As if balancing the competing objectives outlined above is not challenging enough, Vietnam will also have to grapple with how to manage water in the region under climate change. Sea level rise will exacerbate flood risks in the delta that cannot be controlled by upstream dams. The resulting saltwater intrusion will also degrade water quality in the delta’s irrigation canals, leading to potentially harmful agricultural yield reductions. While these risks are expected and can be prepared for, it is uncertain how the monsoon will be affected by climate change, making adaptation planning for reservoir operations harder. Most climate projections suggest there will be increased monsoonal precipitation, but also greater intra- and inter-annual variability, which will increase the risks of both floods and droughts [7].

Through multi-objective optimization, we hope we can help inform the design of dynamic, adaptive policies to balance conflicting water demands in the basin under an uncertain and potentially trying climatic future.

Julianna Quinn is an Assistant Professor at UVA’s School of Engineering and Applied Sciences. Her work applies concepts of mathematics to improve the management of environmental systems, with a special focus on water systems.
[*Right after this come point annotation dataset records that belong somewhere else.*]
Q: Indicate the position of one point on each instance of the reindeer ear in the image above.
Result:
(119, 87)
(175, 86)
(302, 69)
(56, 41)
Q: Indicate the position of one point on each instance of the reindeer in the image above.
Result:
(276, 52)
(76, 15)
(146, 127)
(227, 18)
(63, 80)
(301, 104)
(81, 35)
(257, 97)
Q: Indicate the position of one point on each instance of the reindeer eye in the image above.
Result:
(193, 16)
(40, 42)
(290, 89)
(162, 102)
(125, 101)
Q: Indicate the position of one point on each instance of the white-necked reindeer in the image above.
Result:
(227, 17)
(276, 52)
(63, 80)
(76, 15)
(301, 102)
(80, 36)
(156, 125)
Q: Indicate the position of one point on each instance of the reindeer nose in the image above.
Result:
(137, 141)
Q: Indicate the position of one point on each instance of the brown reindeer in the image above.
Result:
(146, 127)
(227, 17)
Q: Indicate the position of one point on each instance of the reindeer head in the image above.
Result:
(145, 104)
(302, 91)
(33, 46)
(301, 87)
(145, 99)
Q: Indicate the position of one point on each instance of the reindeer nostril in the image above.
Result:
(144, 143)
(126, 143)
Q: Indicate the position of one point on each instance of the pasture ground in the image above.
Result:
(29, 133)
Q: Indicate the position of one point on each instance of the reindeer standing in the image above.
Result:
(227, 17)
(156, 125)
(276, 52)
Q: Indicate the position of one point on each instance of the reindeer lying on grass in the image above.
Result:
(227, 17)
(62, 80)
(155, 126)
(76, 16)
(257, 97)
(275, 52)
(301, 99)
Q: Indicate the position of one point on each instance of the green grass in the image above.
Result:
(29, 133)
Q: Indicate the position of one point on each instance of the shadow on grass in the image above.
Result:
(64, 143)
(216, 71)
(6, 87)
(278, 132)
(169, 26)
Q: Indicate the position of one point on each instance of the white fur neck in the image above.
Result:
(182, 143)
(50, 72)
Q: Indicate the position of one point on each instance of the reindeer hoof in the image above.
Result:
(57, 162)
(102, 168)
  1. Nguyen, T. C., Do, N. H., Nguyen, T. H. & Egashira, K. Agricultural development in the Red River delta, Vietnam – Water management, land use, and rice production. (2002).
  2. Hansson, K. & Ekenberg, L. Flood mitigation strategies for the Red River Delta. (2002).
  3. Quinn, J. D., Reed, P. M., Giuliani, M. & Castelletti, A. Rival Framings: A Framework for Discovering how Problem Formulation Uncertainties Shape Risk Management Tradeoffs in Water Resources Systems. Water Resources Research (In Review).
  4. Wild, T. B., Reed, P. M., Loucks, D. P., Mallen-Cooper, M. & Jensen, E. D. Balancing Hydropower Development and Ecological Impacts in the Mekong: Tradeoffs for Sambor Mega Dam. Journal of Water Resources Planning and Management, 145, 05018019 (2019).
  5. Sabo, J. L. et al. Designing river flows to improve food security futures in the Lower Mekong Basin. Science 358, eaao1053 (2017).
  6. Schmitt, R. J. P., Bizzi, S. & Castelletti, A. Tracking multiple sediment cascades at the river network scale identifies controls and emerging patterns of sediment connectivity: TRACKING MULTIPLE SEDIMENT CASCADES AT RIVER NETWORK SCALE. Water Resources Research, 52, 3941–3965 (2016).
  7. Hijoka, Y. et al. Chapter 24: Asia, Working Group II contribution to the IPCC Fifth Assessment Report. in 1858–1925 (2014).